IG conflict of interest?

Waldron said all the talk about price is fine as long as there is a way to solve disagreements over what is the best price.

“There is a lack of balance in the management of these programs,” Waldron said. “The acquisition letters FAS has issued give the IG great discretion in elevating issues beyond the contracting officer, but there is not a commensurate path that is endorsed by GSA or by FAS for contractors. It’s a double standard here.”

Sharpe said FAS has reached out to industry and listened to its concerns and suggestions over the last year.

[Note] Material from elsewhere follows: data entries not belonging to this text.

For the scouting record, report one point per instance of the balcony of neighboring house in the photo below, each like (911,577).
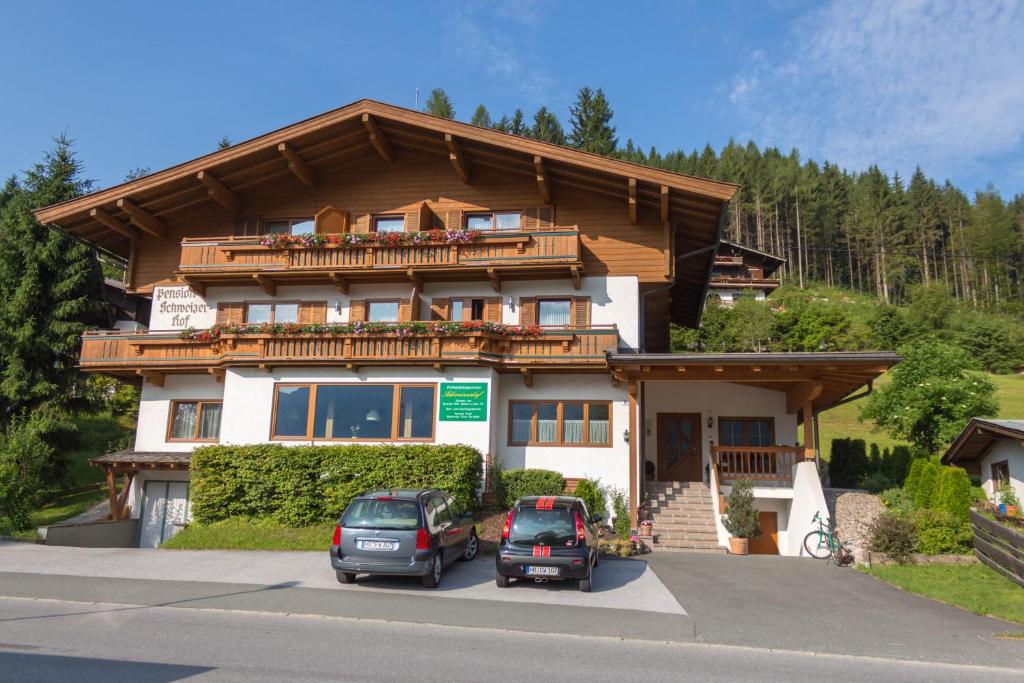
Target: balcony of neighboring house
(349,344)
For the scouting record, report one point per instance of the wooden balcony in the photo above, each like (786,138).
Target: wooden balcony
(542,252)
(761,464)
(151,354)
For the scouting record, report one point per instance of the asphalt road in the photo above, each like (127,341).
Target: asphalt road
(55,640)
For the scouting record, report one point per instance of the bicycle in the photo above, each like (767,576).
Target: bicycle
(823,543)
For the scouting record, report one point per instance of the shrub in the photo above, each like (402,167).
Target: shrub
(940,532)
(741,518)
(893,535)
(301,485)
(592,494)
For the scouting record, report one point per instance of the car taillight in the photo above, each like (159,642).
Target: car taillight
(508,525)
(581,531)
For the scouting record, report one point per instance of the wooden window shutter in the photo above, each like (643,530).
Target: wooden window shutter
(312,312)
(493,309)
(356,310)
(527,310)
(230,313)
(581,311)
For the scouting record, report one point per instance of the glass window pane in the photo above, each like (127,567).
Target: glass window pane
(522,420)
(382,311)
(547,423)
(553,312)
(572,423)
(390,224)
(286,312)
(353,412)
(598,414)
(209,424)
(183,424)
(416,413)
(258,312)
(478,221)
(507,221)
(293,409)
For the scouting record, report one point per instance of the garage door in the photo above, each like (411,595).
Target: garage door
(165,510)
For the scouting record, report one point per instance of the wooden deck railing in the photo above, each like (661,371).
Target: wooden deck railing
(758,463)
(224,255)
(125,352)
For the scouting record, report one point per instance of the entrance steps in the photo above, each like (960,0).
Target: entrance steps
(682,516)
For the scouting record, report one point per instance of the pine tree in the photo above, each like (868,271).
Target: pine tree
(590,121)
(438,103)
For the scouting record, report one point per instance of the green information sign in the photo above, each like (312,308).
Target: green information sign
(464,401)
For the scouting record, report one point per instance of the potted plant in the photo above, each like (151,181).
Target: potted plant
(741,519)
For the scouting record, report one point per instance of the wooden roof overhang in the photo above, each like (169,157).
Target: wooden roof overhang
(978,438)
(116,217)
(823,379)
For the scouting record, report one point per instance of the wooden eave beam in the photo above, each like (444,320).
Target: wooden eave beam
(377,138)
(543,183)
(219,193)
(143,218)
(298,166)
(110,221)
(457,158)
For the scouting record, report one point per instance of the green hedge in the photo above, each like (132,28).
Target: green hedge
(513,484)
(301,485)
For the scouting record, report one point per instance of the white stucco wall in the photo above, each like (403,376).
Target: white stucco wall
(1012,452)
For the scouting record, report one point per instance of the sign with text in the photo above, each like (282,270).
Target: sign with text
(463,401)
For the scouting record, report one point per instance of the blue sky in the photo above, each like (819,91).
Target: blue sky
(936,83)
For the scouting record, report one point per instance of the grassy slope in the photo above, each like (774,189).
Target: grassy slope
(972,587)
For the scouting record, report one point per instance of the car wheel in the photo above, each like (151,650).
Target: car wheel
(432,578)
(472,546)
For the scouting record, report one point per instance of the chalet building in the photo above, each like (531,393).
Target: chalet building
(379,274)
(738,268)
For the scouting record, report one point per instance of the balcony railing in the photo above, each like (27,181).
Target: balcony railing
(222,256)
(120,352)
(759,463)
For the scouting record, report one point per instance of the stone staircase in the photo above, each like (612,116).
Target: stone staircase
(683,516)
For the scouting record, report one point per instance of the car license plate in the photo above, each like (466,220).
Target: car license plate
(376,545)
(541,571)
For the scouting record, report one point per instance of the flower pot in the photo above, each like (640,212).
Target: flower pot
(739,546)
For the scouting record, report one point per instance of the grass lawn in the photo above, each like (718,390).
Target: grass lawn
(240,534)
(972,587)
(58,510)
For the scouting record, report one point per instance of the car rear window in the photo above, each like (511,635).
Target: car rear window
(548,527)
(389,514)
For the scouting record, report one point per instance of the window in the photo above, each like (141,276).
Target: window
(560,423)
(382,311)
(271,312)
(195,421)
(499,220)
(389,223)
(366,412)
(290,226)
(745,431)
(554,312)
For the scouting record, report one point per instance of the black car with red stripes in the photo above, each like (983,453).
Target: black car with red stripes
(548,538)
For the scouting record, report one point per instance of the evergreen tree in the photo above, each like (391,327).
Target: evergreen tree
(590,122)
(438,103)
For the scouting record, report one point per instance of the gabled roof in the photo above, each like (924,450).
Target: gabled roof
(979,436)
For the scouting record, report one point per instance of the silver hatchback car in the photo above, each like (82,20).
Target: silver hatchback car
(412,532)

“For the most part, we’ve embraced their suggestions,” he said. “We are taking a number of steps to streamline and standardize our schedules solicitations. Now terms and conditions are largely consistent across the programs. We also are standing up a MAS training guide, and we are in the final stages of piloting a new online MAS internal course for the workforce in addition to the instructional letter. The voice of industry is very important to us. I would point out that one of the items of the FAS fiscal 2014 report card is supplier satisfaction. It’s very important to us.”

One of the other big issues the memo and policy do not address, but is of concern to many in industry, is what some call a conflict of interest about the IG’s roles when it comes to FAS oversight.

The GSA IG conducts pre-award audits but also conducts program audits to make sure the agency received the vendor’s lowest price.

Waldron expressed concerns at the CGP’s recent spring conference about this conflict of interest.

“You can have an audit where [the IG is] part of the fact pattern that you will turn around and audit in a program audit where you may say something to the effect, ‘Contracting officer failed to take advantage of all the potential discounts we identified in an audit.’ You are essentially auditing or reviewing the contracting officer’s use of your work product,” Waldron said. “I’m wondering if there is any sensitivity in your office about that? I’m wondering if there is any appearance there of essentially grading your own work, for lack of a better term. Is that something you consciously think about in your office when you look at these situations? In other organizations, those two things are separated, whether it’s Defense Contract Audit Agency (DCAA) versus IG’s office, or some other.”

Richard Levi, the counsel to the GSA IG and a member of the panel that Waldron asked these questions of, said the IG office conducts peer reviews and follows quality standards.

“The peer review never raised that as an issue,” Levi said. “I don’t think it is an issue. I don’t think there is a conflict. I don’t think we’ve considered it. We certainly will now that you raised it.”

Sharpe said he can’t comment about a perception of a possible conflict of interest.

“I consider the IG a business partner. We take their pre-award pricing advice as just that. We have an instructional letter out that guides the contracting officers to understand how to meet that advice,” he said. “The IG goes to a lot of effort to perform their audits to provide that advice, and it’s of very valuable assistance to the contracting officers.”

Sharpe added the instructional letter helps the contracting officers set their pre-award pricing positions, how they document their negotiations and how they support their final prices.

“Part of that is the proper role of management,” he said. “A contracting officer can escalate where they are having difficulties, and as far as I’m concerned, they should feel free to escalate all the way up the chain to myself, and I’ll engage my counterparts in the IG to best understand that pricing advice and ensure we’ve used it and applied it to the best of our abilities.”